Standard automated perimetry

SAP was performed with Normal strategy on OCTOPUS 301 (Haag-Streit, Interzeag International-AG, Schlieren, Switzerland) after dark adapting the participant for 3–5min prior to the test. A reliable VF test was defined as one with less than 33% fixation loss and less than 20% positive and negative catch trials. Glaucomatous VF defect was defined as MD>+2.0dB or LV>6.0dB2 (equivalent to being triggered at the 5% level on the Humphrey Field Analyzer)15 or both in at least two reliable examinations, and the global indices obtained in the second examination were included in the study to minimize the impact of learning, particularly in the group with healthy eyes who were naive to visual field testing. SAP was performed by the same operator in all cases. For comparison, Octopus global indices MD and LV were used.

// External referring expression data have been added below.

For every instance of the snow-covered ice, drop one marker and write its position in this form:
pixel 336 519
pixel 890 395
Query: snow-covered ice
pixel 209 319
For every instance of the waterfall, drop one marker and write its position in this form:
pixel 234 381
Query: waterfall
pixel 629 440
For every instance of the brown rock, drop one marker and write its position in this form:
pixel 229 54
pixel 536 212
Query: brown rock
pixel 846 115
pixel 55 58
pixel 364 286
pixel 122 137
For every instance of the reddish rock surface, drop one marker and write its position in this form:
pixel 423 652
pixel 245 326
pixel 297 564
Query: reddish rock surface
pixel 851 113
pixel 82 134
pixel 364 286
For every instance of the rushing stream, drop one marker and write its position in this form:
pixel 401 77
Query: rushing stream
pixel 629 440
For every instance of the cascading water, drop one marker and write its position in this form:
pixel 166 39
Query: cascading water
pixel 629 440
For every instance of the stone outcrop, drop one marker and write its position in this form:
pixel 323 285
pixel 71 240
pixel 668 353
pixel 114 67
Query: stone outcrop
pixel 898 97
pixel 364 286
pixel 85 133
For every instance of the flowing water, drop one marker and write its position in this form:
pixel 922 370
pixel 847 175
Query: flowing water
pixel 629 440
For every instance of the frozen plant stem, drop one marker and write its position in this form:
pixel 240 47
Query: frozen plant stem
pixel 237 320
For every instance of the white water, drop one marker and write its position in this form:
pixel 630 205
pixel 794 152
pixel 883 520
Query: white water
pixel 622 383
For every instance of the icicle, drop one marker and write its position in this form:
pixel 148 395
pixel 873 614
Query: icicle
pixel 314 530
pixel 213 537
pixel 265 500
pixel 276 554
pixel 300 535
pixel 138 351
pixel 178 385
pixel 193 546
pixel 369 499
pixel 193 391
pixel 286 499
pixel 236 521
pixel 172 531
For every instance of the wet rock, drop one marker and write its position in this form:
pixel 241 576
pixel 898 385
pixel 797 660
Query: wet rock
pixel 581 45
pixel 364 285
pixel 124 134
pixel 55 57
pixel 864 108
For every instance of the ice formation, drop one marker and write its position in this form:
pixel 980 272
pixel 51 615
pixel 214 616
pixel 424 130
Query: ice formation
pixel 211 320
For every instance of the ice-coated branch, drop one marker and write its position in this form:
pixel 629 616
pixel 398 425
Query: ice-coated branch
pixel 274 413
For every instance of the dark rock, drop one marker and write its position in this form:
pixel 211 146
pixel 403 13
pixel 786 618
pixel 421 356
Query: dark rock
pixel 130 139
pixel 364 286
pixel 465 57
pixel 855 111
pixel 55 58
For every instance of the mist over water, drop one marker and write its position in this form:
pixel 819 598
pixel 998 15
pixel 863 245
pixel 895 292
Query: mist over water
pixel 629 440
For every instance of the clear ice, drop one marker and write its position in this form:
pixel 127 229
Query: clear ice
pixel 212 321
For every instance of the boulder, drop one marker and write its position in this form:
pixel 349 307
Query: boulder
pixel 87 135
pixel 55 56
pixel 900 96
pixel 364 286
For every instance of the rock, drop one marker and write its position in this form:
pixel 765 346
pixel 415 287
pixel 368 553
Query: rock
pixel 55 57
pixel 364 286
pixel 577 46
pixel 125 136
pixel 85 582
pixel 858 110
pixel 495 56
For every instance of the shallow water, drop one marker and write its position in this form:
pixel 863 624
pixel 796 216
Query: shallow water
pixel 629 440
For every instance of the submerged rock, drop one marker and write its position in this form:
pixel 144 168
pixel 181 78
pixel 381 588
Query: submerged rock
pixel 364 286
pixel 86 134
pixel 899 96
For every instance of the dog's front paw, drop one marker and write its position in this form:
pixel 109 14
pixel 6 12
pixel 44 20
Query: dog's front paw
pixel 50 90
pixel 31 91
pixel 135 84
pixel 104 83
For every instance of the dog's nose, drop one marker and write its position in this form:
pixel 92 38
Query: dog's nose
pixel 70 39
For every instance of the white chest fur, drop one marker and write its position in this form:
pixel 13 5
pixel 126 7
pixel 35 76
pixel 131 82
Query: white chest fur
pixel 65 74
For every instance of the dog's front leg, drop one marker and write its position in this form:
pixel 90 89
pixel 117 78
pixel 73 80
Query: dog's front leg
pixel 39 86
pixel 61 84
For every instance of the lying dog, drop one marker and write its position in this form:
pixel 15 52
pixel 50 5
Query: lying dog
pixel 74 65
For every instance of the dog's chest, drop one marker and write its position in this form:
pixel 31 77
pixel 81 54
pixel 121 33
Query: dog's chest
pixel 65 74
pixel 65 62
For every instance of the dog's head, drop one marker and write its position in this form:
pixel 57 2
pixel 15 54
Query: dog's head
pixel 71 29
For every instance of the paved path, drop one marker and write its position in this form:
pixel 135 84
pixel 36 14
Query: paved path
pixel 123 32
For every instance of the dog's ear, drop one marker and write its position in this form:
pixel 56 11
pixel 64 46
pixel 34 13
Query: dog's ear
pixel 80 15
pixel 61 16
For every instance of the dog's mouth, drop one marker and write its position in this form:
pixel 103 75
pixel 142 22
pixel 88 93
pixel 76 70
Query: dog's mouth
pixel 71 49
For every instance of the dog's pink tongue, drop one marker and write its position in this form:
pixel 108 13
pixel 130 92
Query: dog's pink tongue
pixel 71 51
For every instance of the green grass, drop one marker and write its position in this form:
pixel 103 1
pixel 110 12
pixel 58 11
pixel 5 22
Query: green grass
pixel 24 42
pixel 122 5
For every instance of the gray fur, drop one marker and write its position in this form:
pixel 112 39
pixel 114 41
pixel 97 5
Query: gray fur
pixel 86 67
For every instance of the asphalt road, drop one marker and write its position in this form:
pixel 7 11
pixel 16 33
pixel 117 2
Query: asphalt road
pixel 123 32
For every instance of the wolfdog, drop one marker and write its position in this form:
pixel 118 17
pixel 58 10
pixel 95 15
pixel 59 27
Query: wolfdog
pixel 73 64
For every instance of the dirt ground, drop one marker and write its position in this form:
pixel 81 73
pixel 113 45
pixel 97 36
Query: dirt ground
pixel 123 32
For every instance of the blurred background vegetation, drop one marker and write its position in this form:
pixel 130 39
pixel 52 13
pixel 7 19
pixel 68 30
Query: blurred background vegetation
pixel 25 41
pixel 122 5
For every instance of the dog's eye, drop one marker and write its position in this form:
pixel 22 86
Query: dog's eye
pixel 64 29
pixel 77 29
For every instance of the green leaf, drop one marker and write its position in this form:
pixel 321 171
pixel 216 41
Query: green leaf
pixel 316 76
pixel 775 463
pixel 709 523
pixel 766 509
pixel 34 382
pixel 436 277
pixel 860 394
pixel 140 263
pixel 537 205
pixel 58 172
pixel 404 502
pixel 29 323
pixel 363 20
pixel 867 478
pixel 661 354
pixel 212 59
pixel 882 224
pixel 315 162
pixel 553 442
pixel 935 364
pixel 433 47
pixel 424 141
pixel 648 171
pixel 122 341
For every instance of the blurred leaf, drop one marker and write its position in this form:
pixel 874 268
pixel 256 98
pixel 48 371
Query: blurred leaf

Spectral domain optical coherence tomography

All patients were scanned using the commercially available SD-OCT Spectralis HRA+OCT (Heidelberg Engineering). This instrument uses a wavelength of 820nm in the near infrared spectrum in the SLO mode. The light source of the SD-OCT is a super luminescent diode with a wavelength of 870nm. Infrared images and OCT scans (40,000 A-Scans/s) of the dual laser scanning systems are acquired simultaneously. Sixteen consecutive circular B-scans (3.4-mm diameter, 768 A-scans) centered at the optic disk were automatically averaged to reduce speckle noise. An online tracking system compensated for eye movements. The Spectralis software version 3.2.1 allows separate measurements of the total retinal thickness and the RNFL thickness. The RNFL borders were clearly identified and marked automatically by the segmentation software. The retinal vessels within the RNFL were considered to be part of the RNFL. To show the distribution of RNFL thickness around the optic disk, thickness data of the circular scans were averaged for 4 sectors (45-degree each) and the superior and inferior segments each were further grouped into 2 sectors (22.5-degree each) as supero-temporal, supero-nasal, infero-temporal and infero-nasal. A single user performed at least two retinal scans in all the cases, and the scans with the best image quality were considered. All the sectoral RNFL thickness measurements along with average RNFL thickness measurements were included in the study.

Statistical methods

All the variables studied followed a normal distribution as verified by the Wilk–Shapiro test. To compare quantitative variables among the different groups, ANOVA was used with Games-Howell (for unequal variances) and Tukey Honestly Significant Difference (for equal variances) corrections. The relationship between RNFL thickness and visual field (VF) global indices, expressed as mean deviation (MD) and loss variance (LV), was evaluated with regression analysis and Pearson's correlation coefficients. Statistical analyses were performed with SPSS 19.0 (SPSS Inc., Chicago, IL) and the level of significance was α=0.05 in all statistical tests.

Results

A total of 120 eyes comprising 30 normal, 30 eyes with glaucoma suspect, 30 eyes with NTG and 30 eyes with POAG were included in the study (Table 1).

Table 1.

Descriptive characteristics of the study population in different study groups.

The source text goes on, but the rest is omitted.